We wanted to write a short post about Net Neutrality and assure that all the artists and creatives out there were on top of what the situation is.
"Net neutrality is the principle that suggests maintaining what we have now—an internet that, according the FCC’s own Open Internet page, ”uses free, publicly available standards that anyone can access and build to, and [that] treats all traffic that flows across the network in roughly the same way.”
Net neutrality proponents want to keep the internet as free and democratic as possible. Those who are against net neutrality argue that businesses—like Comcast and Time Warner—have every right to offer enhanced services to those who want to pay for them. In fact, the FCC’s proposed updates to allow just this kind of “two-tiered” system sparked the current debate." (from Forbes)
So, to translate that, the Federal Communication Commission (FCC) is proposing to rewrite the net neutrality laws to allow for two tiers of internet speed, creating an unequal playing field for internet speeds. Those who can afford to pay for a faster speed (i.e. not individuals or small businesses, but rather big corporations) will benefit.
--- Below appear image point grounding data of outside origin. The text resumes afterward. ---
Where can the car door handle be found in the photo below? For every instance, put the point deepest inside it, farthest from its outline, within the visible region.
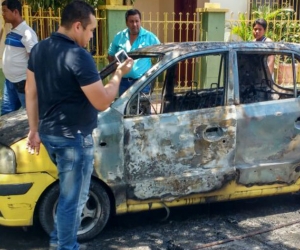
(213, 133)
(297, 123)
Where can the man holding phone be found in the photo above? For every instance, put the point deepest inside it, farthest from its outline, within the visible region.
(130, 39)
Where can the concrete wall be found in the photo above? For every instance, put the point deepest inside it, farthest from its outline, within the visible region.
(235, 6)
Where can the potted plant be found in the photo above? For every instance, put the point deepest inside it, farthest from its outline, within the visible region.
(129, 2)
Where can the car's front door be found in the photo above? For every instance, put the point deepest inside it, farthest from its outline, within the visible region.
(184, 142)
(268, 113)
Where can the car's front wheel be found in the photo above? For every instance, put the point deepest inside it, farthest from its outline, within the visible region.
(94, 215)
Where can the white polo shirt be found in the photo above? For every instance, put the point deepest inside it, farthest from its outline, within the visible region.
(18, 44)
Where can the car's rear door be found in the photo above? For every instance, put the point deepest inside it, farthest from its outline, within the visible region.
(184, 142)
(268, 112)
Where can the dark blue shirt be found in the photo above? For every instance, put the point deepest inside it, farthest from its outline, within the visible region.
(61, 67)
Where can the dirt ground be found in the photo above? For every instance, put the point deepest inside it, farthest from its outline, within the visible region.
(266, 223)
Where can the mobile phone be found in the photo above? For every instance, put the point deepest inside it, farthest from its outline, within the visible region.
(121, 56)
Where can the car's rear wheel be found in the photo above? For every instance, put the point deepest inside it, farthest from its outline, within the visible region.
(94, 216)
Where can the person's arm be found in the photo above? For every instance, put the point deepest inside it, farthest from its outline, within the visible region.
(102, 96)
(271, 59)
(33, 140)
(110, 58)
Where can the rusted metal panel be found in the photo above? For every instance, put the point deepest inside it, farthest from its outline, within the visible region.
(269, 142)
(177, 154)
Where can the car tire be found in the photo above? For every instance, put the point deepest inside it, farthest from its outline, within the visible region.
(94, 216)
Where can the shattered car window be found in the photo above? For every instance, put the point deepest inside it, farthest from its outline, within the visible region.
(173, 91)
(258, 84)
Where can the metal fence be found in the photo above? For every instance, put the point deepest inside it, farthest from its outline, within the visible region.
(179, 27)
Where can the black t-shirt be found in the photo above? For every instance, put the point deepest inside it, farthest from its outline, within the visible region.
(61, 67)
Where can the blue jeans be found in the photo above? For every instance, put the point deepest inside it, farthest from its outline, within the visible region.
(128, 82)
(12, 100)
(74, 160)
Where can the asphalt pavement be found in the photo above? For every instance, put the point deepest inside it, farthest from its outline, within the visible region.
(271, 223)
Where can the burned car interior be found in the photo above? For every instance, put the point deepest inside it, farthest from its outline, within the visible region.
(182, 93)
(256, 83)
(204, 86)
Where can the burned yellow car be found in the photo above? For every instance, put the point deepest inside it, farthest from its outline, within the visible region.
(218, 124)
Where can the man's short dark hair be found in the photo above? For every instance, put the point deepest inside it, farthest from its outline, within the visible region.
(13, 5)
(261, 22)
(77, 11)
(132, 12)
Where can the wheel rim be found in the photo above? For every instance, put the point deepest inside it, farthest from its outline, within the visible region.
(90, 215)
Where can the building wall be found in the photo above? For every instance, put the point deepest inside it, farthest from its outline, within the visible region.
(234, 6)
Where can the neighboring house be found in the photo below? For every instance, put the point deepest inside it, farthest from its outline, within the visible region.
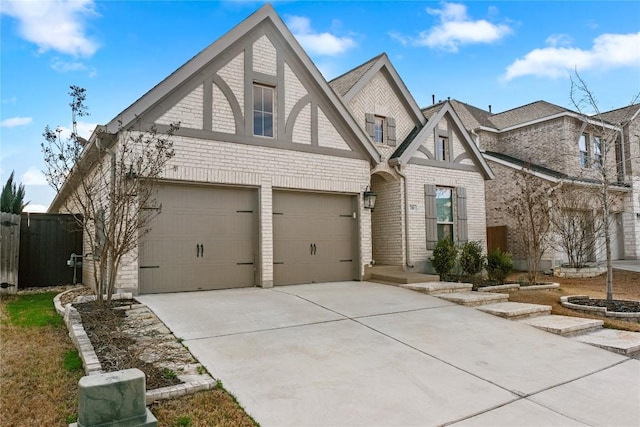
(560, 147)
(266, 187)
We also suggest watching this entertaining and spot-on clip form the John Oliver Show if you haven't already seen it:
John Oliver's hilarious and informative video talks a lot about how a company like Netflix would be affected negatively, but it can really affect anyone who sells, uses the internet for business or just relies on it to do anything. That's a lot of us.
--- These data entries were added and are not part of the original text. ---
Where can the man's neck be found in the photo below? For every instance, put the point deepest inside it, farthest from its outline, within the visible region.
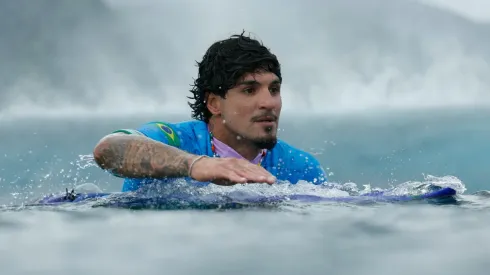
(243, 147)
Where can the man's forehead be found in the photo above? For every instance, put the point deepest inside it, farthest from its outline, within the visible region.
(260, 77)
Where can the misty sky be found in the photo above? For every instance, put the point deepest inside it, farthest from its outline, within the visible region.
(474, 9)
(337, 55)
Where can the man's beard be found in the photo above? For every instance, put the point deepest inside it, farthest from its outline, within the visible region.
(268, 142)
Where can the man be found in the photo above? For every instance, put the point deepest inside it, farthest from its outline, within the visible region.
(233, 139)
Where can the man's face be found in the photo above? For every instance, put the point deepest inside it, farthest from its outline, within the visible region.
(252, 108)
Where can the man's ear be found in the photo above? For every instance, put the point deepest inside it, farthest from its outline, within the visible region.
(213, 103)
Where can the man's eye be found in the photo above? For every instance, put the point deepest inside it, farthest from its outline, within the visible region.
(274, 90)
(248, 90)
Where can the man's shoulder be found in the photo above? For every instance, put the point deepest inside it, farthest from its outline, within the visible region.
(168, 132)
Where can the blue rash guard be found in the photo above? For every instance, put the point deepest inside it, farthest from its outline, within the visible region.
(284, 161)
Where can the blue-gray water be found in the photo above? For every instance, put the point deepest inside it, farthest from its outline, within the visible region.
(74, 58)
(41, 156)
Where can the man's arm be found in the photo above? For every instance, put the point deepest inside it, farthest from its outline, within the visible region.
(137, 156)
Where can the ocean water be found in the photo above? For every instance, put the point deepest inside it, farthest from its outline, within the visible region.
(378, 151)
(73, 71)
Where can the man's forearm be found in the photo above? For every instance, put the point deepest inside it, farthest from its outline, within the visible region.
(135, 156)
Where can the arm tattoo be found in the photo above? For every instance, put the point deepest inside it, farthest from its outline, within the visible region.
(140, 157)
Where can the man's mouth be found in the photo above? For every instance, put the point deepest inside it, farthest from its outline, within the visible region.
(266, 119)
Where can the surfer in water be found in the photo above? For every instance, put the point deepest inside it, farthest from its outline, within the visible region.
(236, 106)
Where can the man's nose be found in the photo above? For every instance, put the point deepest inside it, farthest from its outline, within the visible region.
(268, 100)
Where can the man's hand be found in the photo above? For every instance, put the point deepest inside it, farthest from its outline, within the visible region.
(229, 171)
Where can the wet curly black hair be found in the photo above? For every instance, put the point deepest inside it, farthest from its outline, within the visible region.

As artists and creatives, we suggest reading this article published in Wired by CEO of Etsy, Chad Dickerson, who spells it all out. Etsy, an online marketplace for people making hand made goods, has over a million sellers, many of whom depend on the internet for their livelihood. "The FCC proposal threatens any business that relies on the Internet to reach consumers, stream video, process payments, advertise services or products, speak their minds, or do just about anything else." Is that you?
The FCC is accepting comments on their website up until September 15th, and Dickerson lets us know about an online protest in support of net neutrality on September 10. Be on the lookout, speak your mind, and leave apathy behind!